Le 5 mai à 19h, ça y est, nous voilà en train de larguer les amarres du port de Ponta Delgada aux Açores pour notre navigation direction Bordeaux. 

Je vous écris ces premières lignes en mer.

C’est moi qui écrivais les premiers journaux de bord qui doivent dater d’il y a presque 2 ans maintenant, et c’est donc avec un peu d’émotion et beaucoup de souvenirs que j’écris un des derniers. 

Pour cette navigation, les conditions météo sont assez particulières, les vents s’annoncent très changeants en force et direction dans les prochains jours, pas facile de savoir quelle trajectoire prendre. 

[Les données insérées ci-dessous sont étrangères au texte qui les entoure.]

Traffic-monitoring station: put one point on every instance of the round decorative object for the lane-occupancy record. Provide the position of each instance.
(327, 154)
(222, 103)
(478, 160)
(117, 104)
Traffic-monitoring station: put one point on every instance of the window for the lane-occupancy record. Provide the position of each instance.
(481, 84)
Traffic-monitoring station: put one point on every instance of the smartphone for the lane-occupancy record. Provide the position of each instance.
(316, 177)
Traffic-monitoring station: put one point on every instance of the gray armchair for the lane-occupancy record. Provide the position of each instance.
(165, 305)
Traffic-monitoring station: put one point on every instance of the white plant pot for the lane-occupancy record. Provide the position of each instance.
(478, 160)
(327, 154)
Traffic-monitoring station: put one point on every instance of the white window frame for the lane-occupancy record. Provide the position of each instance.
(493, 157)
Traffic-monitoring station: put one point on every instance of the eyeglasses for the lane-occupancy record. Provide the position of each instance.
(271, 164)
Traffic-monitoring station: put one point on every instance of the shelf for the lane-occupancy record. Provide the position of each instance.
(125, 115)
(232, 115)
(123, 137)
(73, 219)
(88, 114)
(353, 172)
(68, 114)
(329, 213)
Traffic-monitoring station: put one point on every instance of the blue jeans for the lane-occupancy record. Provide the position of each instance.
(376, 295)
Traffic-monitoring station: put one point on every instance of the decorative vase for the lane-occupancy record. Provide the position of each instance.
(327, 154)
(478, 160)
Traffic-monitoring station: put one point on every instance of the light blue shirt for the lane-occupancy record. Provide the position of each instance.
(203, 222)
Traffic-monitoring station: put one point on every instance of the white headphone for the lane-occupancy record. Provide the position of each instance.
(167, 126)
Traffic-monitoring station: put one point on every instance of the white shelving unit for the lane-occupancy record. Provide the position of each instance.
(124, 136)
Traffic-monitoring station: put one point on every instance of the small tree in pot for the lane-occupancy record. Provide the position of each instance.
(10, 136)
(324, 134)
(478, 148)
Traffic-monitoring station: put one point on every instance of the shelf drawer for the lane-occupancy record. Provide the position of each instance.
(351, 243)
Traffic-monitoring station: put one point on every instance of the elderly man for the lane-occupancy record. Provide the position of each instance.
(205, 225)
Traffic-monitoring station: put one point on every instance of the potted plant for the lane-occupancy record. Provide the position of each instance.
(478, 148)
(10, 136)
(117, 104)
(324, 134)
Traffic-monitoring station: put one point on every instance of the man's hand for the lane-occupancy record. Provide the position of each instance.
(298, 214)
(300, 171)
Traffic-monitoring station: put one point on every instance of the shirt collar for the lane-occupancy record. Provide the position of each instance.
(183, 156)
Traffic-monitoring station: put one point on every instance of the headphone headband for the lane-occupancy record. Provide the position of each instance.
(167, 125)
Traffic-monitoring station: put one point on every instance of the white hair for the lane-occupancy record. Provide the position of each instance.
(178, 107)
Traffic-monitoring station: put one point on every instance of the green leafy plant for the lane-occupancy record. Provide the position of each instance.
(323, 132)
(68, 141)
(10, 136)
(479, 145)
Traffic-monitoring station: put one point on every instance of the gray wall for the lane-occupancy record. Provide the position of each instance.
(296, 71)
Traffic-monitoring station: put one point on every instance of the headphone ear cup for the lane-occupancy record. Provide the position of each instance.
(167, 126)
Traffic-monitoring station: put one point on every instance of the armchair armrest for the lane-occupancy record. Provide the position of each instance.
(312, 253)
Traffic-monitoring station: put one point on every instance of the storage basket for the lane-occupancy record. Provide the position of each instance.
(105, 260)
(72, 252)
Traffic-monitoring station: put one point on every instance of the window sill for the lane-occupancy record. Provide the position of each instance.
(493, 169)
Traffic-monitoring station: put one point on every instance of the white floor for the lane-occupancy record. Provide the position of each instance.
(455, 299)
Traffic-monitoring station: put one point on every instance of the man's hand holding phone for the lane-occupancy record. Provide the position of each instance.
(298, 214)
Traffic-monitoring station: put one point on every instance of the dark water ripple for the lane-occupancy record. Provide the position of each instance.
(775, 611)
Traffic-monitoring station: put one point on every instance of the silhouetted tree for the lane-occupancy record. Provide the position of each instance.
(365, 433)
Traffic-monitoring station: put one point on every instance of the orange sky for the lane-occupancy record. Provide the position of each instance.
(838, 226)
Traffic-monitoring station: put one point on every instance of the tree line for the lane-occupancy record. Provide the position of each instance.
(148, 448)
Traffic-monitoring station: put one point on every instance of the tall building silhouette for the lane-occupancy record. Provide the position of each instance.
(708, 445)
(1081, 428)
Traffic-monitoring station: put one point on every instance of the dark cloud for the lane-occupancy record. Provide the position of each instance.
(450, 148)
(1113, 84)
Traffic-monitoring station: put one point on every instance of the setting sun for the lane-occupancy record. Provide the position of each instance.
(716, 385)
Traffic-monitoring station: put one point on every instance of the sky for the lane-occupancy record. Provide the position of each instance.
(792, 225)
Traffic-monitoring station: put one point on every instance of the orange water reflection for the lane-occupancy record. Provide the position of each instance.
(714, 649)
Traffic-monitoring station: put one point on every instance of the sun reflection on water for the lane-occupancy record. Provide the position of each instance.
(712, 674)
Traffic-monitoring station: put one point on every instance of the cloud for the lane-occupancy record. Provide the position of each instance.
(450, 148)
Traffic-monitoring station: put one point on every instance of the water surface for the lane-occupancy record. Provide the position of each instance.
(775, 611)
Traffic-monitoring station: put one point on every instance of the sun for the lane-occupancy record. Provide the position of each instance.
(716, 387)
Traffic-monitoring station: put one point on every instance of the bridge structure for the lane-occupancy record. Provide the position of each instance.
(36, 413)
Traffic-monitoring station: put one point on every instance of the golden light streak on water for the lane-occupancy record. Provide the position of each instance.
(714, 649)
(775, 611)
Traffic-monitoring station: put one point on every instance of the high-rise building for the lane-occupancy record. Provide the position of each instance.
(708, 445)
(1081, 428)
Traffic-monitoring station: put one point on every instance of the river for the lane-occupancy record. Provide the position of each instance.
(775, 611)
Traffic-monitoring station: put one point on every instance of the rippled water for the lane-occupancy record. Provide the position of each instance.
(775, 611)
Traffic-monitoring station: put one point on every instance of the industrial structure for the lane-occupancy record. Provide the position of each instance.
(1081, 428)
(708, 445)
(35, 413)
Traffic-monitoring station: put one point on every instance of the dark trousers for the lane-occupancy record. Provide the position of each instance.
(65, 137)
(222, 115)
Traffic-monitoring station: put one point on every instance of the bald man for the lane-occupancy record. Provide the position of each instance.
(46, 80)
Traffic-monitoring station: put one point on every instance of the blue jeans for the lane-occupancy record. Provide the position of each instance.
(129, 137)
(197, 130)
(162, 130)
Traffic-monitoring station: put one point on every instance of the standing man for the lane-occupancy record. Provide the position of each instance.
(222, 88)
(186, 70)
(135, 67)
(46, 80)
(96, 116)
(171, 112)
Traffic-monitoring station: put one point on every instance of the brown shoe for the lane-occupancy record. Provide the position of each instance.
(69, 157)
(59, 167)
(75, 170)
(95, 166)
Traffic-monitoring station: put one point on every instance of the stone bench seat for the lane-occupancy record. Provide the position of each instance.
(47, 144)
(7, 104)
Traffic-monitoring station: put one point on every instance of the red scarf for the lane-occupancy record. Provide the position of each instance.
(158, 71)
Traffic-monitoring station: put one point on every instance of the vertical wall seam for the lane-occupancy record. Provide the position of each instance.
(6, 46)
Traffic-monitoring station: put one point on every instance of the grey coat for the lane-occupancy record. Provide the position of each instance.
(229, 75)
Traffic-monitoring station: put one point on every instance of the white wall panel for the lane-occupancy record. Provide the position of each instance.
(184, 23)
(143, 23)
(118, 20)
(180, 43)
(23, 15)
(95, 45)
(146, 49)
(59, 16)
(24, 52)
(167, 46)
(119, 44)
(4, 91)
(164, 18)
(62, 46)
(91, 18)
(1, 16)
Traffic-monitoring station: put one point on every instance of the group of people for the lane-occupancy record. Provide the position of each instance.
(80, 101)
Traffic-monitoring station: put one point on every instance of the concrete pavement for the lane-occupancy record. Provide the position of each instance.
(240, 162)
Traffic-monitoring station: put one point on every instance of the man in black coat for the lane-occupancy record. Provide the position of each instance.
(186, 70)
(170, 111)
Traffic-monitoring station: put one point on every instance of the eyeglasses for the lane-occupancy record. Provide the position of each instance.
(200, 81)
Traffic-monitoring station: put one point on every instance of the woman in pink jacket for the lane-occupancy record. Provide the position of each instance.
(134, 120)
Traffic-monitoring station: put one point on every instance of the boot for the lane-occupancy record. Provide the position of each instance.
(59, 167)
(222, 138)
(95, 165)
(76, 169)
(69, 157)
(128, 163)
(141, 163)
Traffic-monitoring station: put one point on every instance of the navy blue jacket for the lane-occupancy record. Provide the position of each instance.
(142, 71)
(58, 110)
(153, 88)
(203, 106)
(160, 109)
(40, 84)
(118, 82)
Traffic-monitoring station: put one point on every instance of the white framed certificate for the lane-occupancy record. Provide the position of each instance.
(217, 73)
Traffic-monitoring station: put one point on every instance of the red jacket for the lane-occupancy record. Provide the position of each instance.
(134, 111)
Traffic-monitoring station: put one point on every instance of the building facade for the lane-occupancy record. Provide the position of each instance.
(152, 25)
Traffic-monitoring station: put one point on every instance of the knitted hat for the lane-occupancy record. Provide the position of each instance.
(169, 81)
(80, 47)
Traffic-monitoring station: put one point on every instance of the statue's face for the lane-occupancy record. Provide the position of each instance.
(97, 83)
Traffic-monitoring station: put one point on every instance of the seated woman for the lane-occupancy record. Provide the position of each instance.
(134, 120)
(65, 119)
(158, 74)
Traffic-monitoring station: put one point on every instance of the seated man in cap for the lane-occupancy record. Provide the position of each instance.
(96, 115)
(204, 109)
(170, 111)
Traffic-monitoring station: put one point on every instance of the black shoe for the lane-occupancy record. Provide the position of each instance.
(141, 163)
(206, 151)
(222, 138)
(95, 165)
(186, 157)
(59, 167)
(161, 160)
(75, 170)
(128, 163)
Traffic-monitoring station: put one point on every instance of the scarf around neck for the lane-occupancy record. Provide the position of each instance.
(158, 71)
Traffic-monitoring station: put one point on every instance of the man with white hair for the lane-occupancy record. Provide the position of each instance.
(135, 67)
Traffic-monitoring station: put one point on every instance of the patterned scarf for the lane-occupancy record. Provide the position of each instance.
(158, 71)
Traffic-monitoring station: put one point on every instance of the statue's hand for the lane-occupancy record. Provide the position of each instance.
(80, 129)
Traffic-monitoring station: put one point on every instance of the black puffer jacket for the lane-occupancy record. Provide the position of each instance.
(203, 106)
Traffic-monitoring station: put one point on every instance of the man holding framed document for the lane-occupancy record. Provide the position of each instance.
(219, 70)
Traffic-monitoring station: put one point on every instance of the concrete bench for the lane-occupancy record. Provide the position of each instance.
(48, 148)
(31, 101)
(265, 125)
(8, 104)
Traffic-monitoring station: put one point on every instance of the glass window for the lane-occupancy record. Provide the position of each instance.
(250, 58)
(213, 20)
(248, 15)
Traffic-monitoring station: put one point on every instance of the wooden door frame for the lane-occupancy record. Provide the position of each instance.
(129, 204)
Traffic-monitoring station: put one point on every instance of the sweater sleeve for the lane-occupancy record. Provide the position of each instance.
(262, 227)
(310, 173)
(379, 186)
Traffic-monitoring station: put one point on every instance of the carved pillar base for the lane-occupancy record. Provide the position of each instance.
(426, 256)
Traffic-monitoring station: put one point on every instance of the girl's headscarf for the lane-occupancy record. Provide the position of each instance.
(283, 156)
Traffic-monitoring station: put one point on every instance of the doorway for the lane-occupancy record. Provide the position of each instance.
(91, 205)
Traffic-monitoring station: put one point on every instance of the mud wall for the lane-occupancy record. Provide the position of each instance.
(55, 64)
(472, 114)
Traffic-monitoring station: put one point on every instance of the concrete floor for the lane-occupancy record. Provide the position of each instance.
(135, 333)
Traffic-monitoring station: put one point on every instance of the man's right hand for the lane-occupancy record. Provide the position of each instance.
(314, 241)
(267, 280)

Nous avons fait appel à 3 personnes pour nous aider parce qu’il y a un petit enjeu sur cette navigation, plus que sur les autres. Notre routeur habituel a répondu présent alors qu’il est en vacances, et 2 autres personnes qui nous suivent de près depuis le début ont très rapidement accepté de nous aider pour cette ultime traversée, merci à eux !

 

Enjeux de la navigation :

Puisque nous visons d’arriver à Bordeaux le 18 mai à 15h, il nous faudrait « idéalement » rejoindre le port de Royan vers le 15 (au début de l’estuaire de la Gironde) pour avoir un peu de marge avant notre arrivée, histoire d’avoir une vraie nuit de sommeil, nettoyer le bateau, effectuer les derniers bricolages, et finaliser l’organisation de notre semaine à Bordeaux qui va être très chargée. On pourrait le cas échéant arriver dans l’estuaire de la Gironde 1 ou 2 jours plus tard vers le 16 ou 17, mais il faut aussi garder en tête qu’il y a de très forts courants sur la Garonne qui nous imposent un rythme de navigation, et nous avons aussi de fortes contraintes logistiques (places de ports et de pontons réservés sur la Garonne depuis des mois, et plus important encore, passage sous le pont Chaban-Delmas le 19 matin qui va s’ouvrir rien que pour nous pour notre accueil au ponton d’honneur de Bordeaux…grande fierté !). Bref la marge de manœuvre est très fine.

 

Sachant que la distance Açores -> Royan en route directe est de 1200 Milles Nautiques, et que la vitesse moyenne du bateau est de 5 Nœuds (cad 5 Milles Nautiques par heure), alors en partant le 5, on devrait en théorie bien arriver 10 joru plus tard le 15/05 à Royan.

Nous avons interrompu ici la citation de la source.